On November 15, Salazar started taking hormonal injections to stimulate her ovaries, and two weeks later doctors retrieved five viable eggs. A month later, she had a six-hour surgery to remove her cervix, uterus, and fallopian tubes.

“I was in a lot of pain, but I was eager to start living my life again,” Salazar says. She returned home to her studio apartment in Los Gatos three days later to begin her recovery.

Shortly after, on Christmas Eve, Toro proposed.

“I jumped off that couch and said, ‘Yes!'” Salazar recalls. “I hadn’t moved that fast in nine days!”

With a 30% chance of her cancer returning, in February 2022 Salazar started a five-week course of radiation treatment five times a week. The treatment caused severe diarrhea, dehydration, and nausea.

“I could barely eat,” Salazar remembers. She received three blood transfusions in the last two weeks to help regain her strength. “I was really struggling, I was so sick.”

Patricia Salazar and Aaron Toro

Just a month after finishing her radiation treatment, Salazar started to feel stronger and decided to join the Sea Otter Classic, a 30-mile bike race in Monterey, California, with lots of tough hills.

“I didn’t do very well, and it took me a long time,” she says. “But while I was biking, I told myself, ‘This is who you were before cancer, and this is who you still are. You can handle tough things — and cancer is just one of them.'”

On September 2, 2022, Salazar and Toro got married in a small ceremony at Snow Canyon State Park in Utah, not far from where they first met at Bryce Canyon 14 months earlier.

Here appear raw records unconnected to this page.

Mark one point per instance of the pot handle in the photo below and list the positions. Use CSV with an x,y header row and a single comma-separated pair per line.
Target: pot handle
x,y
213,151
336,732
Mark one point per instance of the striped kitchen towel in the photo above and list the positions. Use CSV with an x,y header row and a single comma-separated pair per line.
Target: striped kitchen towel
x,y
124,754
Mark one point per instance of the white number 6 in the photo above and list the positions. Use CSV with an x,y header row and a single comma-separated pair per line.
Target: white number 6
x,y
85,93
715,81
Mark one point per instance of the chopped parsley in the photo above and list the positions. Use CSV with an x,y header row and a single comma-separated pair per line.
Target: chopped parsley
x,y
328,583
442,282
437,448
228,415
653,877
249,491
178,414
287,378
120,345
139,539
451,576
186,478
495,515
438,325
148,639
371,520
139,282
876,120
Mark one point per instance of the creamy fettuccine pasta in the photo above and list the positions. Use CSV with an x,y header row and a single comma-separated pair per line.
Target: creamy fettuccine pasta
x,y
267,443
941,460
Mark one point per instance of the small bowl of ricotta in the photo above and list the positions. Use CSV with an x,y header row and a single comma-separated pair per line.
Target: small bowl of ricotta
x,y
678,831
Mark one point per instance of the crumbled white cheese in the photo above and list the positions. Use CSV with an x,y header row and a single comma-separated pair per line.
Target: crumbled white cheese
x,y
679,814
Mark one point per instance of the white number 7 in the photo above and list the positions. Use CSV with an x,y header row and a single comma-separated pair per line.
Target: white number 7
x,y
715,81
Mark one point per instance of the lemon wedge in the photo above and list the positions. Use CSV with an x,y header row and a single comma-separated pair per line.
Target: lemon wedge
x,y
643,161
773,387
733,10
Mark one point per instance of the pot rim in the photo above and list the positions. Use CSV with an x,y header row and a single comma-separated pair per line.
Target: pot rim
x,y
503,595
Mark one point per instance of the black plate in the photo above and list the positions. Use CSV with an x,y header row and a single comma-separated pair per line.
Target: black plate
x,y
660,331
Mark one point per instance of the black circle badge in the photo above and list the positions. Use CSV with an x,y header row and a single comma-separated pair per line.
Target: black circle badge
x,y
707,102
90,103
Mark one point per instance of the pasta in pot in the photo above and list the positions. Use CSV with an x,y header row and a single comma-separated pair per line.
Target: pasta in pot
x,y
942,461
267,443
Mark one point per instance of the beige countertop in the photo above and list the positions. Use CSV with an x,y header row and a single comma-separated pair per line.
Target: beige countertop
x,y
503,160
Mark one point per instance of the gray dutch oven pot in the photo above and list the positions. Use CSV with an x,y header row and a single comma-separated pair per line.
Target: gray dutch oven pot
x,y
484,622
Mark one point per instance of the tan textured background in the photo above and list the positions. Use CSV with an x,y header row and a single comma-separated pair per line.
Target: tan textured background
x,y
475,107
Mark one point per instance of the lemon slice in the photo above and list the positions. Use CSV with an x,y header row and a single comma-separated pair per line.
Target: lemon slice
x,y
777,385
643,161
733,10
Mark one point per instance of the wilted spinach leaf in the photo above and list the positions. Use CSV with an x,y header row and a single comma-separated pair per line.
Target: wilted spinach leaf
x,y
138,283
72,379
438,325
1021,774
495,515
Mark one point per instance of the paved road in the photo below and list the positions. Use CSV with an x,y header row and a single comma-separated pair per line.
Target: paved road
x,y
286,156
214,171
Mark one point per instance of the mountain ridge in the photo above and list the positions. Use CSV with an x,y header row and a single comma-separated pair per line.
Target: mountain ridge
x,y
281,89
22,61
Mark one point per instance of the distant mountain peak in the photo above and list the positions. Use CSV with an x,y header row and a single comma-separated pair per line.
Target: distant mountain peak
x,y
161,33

“After my cancer journey, I wanted our wedding to focus on our love and what we’ve been through,” Salazar says. “We invited four friends and wrote our own vows. It was really special.”

Nowadays, the newlyweds enjoy cooking together on weekends and going hiking with their dog, Bryce. Toro recently left the Navy and now works as a tech account manager at a software company, while Salazar continues her work with nonprofit organizations.

Even though her radiation treatment has started her menopause early (she’s thinking about taking hormone replacement therapy), she and Toro hope to start a family with the help of a surrogate in the next year.

“We want to get started soon,” Salazar says. “Beating cancer was just one obstacle. I’m still the same person, I just have a longer story now.”